When startx loads, it will pull settings from ~/.xinitrc for USERNAME so edit that (note that .xinitrc requires & after all commands that are not the final wm).

#!/bin/bash
/usr/local/bin/surf "localhost/zm/cgi-bin/nph-zms??mode=jpeg&monitor=1&scale=100&maxfps=5&buffer=1000&user=user&pass=pass" &
exec dwm

or firefox might look something like:

#!/bin/bash
/usr/bin/firefox &
exec dwm

or the path for chromium might be:

#!/bin/bash
chromium-browser --home-page http://127.0.0.1/resource --no-sandbox --window-size=1920,1280 --start-fullscreen --test-type
exec dwm


Add an additional user beside the one used for the auto login, otherwise ssh will fail. ssh will try to startx when it loads, and it won't be able to. Add USERNAME2 permissions to sudoers.

# adduser USERNAME2
nano /etc/sudoers


Disable screensaver for the first USERNAME per Arch Wiki: Display Power Management Signaling

nano /home/USERNAME/.xinitrc
export DISPLAY=:0 &
xset s off &
xset -dpms &

These go before the other commands in .xinitrc, as they have the & symbol. The total .xinitrc will be something like:

#!/bin/bash
export DISPLAY=:0 &
xset s off &
xset -dpms &
<browser command here>
exec dwm

Note: When troubleshooting xset. You must be the same user that is running X (ssh in as different user, then su to user). And, you must export DISPLAY to :0 or similar. Finally xset q should query the current settings.

Fine Tuning

At this point, you should be able to boot the SBC or desktop and receive a video feed without user interaction.

Full Screen Video Feed

See External Live Stream

Refresh Screen Periodically

You will want to have the web browser refresh every few minutes. Otherwise, if the feed drops out, it will not return unless you reboot. The way I accomplished this was:

Install xdotool

# apt-get install xdotool


Edit surf config.h and add the following to the keybindings section, then make and make install.

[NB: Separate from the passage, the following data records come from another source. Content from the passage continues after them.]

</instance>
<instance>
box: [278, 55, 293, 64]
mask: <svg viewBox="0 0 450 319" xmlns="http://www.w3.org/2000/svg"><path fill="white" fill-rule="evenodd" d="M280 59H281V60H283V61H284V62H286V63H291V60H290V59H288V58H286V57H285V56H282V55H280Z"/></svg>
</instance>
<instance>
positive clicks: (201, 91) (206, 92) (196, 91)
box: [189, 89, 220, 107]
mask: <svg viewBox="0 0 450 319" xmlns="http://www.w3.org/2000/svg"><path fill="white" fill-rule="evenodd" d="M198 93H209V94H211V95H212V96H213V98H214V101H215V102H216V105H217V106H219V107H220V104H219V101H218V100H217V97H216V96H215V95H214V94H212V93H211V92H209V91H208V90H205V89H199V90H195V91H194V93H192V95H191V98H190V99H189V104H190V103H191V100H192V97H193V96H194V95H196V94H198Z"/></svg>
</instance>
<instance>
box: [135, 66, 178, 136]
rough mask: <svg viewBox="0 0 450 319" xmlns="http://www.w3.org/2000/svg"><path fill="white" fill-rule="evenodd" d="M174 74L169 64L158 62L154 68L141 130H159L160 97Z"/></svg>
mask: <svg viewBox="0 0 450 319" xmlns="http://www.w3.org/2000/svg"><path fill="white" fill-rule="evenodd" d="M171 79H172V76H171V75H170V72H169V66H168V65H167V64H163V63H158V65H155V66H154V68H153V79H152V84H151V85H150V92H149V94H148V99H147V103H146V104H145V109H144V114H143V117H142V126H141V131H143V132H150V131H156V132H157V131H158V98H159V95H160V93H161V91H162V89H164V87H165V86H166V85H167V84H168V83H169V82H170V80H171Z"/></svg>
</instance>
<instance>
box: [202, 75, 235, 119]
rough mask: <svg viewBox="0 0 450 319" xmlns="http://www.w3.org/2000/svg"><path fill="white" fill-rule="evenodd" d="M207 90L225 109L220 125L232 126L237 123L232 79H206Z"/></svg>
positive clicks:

{ 0, GDK_F5,  reload, { .b = FALSE } },


Add to /etc/crontab

DISPLAY=:0
*/5 * * * * username /usr/bin/xdotool key F5


To make sure this works, with the browser watching a camera stream, restart apache2 on the ZM server, and the browser feed will freeze. A successful F5 from xdotool will refresh the screen, as long as surf has a keybinding for it.

Accessing headless X via VNC

In the case that you have a headless device (no monitor attached) yet X is running, here's some tips for accessing the desktop via VNC.

sudo apt-get install xserver-xorg-legacy
add:
allowed-users:anybody 
in /etc/X11/Xwrapper.config
apt-get install x11vnc

Final command may be something like

ssh -L 5900:localhost:5900 user@pineboard  x11vnc -safer  -localhost -nopw -once -auth /tmp/serverauth*   -display :0 

If you are doing headless on vnc, get rid of startx on bash profile and just run it manually.

Test x11vnc with

x11vnc -display :0

But none of the other flags to start. When in doubt, break the commands down to make troubleshooting easier.

Notes / Errata

  • dd or clonezilla the disc to an img to deploy in multiple places .
  • When troubleshooting any streams that flicker, try to downscale the video, per External Live Stream for clients. I.e. include the stream=50 or some percentage lower than 100 in the ZM path.

Troubleshooting

Installing and updating is slow!

On an SBC a counterfeit SD card could be the cause. A counterfeit or non name brand SD may take one day, what takes 2 hours to do with a name brand card.

How do I disable keypresses for kiosk mode?

I don't have the need, but it's possible to do further lockdown. Look online.